Eles vêm nos tamanhos e formatos mais variados. Podem ser encontrados em qualquer lugar e fazem parte do di-a-dia dos paulistanos. Os buracos estão presentes em quase todas as ruas da cidade de São Paulo. Estão aí para arrebentar as molas de carros e ônibus e evidenciar o descaso público.

Quando bolava essa matéria, pensei em fazer uma espécie de contabilidade, mapeando as regiões mais esburacadas da cidade. Que tarefa inglória! Em um trecho de cem metros da Domingos de Moraes contei cinco e subindo a Teodoro Sampaio outros quatro.

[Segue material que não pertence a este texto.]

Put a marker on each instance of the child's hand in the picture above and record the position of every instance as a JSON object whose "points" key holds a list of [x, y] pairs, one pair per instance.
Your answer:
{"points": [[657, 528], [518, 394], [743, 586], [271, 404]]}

Parece que para que a Prefeitura tome uma atitude é preciso que surja um buraco de três metros de largura, como o que apareceu entre as ruas Amaral Gurgel e Marquês de Itu, no Centro, em janeiro deste ano. O engraçado é que a matéria publicada pelo G1 sobre o assunto enfocava o trânsito. Tudo bem não existir a editoria “Buracos”, mas congestionamento é apenas um dos problemas.
O taxista Sebastião Fortunato ri quando pergunto quais são as ruas mais esburacadas que conhece. Seu colega de profissão Evandro Estima reage da mesma maneira. “Acho que tem em quase tudo, moça”, diz. Eles falam sobre buracos na Radial Leste, na av. Brigadeiro Luis Antônio (sentido Centro, principalmente), na rua Vergueiro, em frente ao metrô, na Bela Cintra e mesmo na av. Paulista – “Na altura do número dez”, conta Estima.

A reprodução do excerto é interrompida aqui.